5. An Afternoon with Matisse

Still energized, I descended and took the tram north toward Cimiez, a quieter district that feels more like a leafy village than part of a busy coastal city. My goal was the Musée Matisse, housed in a 17th-century villa surrounded by olive groves. The air smelled different up there—cleaner, cooler, with the resinous scent of old trees.

Inside, the museum had an intimacy I didn’t expect. It felt like a conversation rather than an exhibition. The colors in Matisse’s work were alive—fiery reds, cool blues, joyful yellows—and many of the pieces were created in this very city. One room contained paper cutouts so vivid I had to resist the urge to reach out and touch them. Another was filled with portraits of his model and muse, executed in varying degrees of abstraction.

What stayed with me most, though, was a handwritten note framed on the wall. In it, Matisse described his joy at discovering the light of the Côte d’Azur and how it changed his work forever. Looking around at the windows casting their square pools of sunlight onto tiled floors, I understood what he meant.

6. Back Toward the Sea

I took a slow walk back to the city center through the Jardin des Arènes de Cimiez, where elderly couples sat in silence on shaded benches, and children played near Roman ruins. The descent led me eventually to Place Masséna, the city’s formal, symmetrical heart. The geometric paving, black and white like a giant chessboard, contrasted beautifully with the red buildings that framed it.

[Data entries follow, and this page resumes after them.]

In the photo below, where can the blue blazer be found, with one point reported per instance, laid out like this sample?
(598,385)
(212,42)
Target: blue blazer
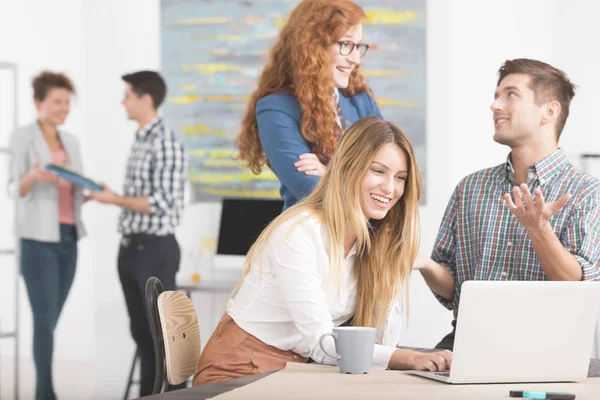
(278,117)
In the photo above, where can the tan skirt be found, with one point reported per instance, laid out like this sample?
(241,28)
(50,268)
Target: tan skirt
(231,352)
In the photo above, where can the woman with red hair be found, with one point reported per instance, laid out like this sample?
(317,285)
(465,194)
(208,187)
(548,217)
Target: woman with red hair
(309,93)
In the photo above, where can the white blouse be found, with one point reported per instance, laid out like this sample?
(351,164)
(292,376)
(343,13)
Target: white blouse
(293,301)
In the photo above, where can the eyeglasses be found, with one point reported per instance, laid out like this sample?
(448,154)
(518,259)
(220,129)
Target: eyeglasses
(348,46)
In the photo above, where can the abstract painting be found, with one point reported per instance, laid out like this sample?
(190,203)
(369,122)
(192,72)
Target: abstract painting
(214,50)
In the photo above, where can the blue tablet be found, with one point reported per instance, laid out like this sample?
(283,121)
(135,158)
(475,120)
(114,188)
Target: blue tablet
(73,177)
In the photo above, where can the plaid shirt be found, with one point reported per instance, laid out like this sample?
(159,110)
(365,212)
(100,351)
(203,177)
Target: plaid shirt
(157,169)
(480,239)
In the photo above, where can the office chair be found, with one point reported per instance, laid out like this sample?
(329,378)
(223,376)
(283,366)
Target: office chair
(175,334)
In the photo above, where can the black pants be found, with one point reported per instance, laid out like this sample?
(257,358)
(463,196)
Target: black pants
(447,342)
(141,257)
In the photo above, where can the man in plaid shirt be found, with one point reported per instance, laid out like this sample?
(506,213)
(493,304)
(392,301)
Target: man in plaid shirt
(534,217)
(151,203)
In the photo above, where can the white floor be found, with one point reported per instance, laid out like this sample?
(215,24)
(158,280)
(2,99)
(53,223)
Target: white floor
(73,380)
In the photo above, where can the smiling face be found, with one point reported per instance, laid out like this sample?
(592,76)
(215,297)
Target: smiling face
(55,107)
(383,185)
(342,66)
(516,115)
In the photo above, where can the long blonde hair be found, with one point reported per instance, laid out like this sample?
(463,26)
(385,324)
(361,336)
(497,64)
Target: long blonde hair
(386,249)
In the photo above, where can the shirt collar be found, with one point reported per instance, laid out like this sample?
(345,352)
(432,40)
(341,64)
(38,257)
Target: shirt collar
(545,168)
(142,133)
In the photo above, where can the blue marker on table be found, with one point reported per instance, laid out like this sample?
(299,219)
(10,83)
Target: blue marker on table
(533,394)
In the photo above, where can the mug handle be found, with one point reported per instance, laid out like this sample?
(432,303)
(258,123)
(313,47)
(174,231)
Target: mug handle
(334,336)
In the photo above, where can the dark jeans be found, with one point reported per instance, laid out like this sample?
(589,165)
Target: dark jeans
(48,270)
(141,257)
(447,342)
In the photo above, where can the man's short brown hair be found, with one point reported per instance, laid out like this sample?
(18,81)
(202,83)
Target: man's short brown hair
(548,84)
(46,80)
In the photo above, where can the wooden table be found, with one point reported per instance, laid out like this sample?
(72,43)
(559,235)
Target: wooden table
(408,386)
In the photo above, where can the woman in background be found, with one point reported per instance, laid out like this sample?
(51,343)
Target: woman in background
(48,215)
(343,255)
(309,93)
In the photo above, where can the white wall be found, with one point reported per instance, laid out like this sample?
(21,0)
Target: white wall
(97,41)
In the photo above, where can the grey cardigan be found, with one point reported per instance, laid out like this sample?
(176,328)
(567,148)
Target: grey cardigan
(36,215)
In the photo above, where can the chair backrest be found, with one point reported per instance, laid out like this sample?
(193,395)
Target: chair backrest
(181,335)
(154,288)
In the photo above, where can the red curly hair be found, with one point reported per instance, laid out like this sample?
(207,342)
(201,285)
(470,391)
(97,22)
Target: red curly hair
(299,64)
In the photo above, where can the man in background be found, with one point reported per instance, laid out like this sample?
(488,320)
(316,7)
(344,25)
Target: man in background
(534,217)
(152,202)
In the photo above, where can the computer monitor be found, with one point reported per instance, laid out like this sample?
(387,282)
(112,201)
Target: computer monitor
(242,221)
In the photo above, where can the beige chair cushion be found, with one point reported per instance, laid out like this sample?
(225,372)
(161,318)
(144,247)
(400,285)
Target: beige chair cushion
(181,335)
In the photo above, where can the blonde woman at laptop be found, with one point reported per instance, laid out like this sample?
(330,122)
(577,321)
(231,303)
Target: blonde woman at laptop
(341,256)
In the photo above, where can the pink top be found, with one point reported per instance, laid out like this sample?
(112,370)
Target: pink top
(66,209)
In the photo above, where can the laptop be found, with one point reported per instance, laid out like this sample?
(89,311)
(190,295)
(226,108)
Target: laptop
(517,331)
(242,221)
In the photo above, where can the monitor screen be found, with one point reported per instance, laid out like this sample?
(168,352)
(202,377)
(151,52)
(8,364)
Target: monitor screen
(242,220)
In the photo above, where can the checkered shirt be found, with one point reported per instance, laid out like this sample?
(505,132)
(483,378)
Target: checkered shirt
(480,239)
(157,169)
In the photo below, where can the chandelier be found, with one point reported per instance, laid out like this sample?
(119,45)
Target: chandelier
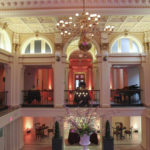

The day was beginning to soften into late afternoon. I made my way once more to the promenade, the light now slanting low, casting long shadows and warming every surface it touched. I walked down to the water’s edge, took off my shoes, and let the pebbles press into my feet. The sea was calm, its waves lapping slowly as if tired from a day of performing.

I sat there for a long time, not doing anything in particular. Just watching the sun move across the sky. People came and went—lovers walking hand in hand, a child chasing a balloon, someone playing guitar in the distance.

7. Nightfall and a Last Stroll Through the Streets

Hunger eventually pulled me off the beach. I wandered into a small side street near Rue Droite and found a restaurant with outdoor seating and a handwritten chalkboard menu. I ordered a glass of local rosé, a salade niçoise that tasted far fresher than any version I’d tried elsewhere, and a slice of pissaladière—the caramelized onion and anchovy tart that’s so typical of this region.

The wine was chilled, the streetlights came on gradually, and a group of musicians started playing something that sounded like jazz but with a Mediterranean twist. I lingered over dessert, a tarte au citron with a meringue top, thinking how time feels slower in places like this—not because there’s less to do, but because every moment asks to be fully experienced.

Later, back on the promenade, I looked out at the dark sea. The lights of Nice glimmered behind me, and in the distance, the gentle blinking of a lighthouse rhythmically broke the horizon. The day was over, but it had left something permanent in its wake. Not a memory, exactly—more like a texture, a color, a sound.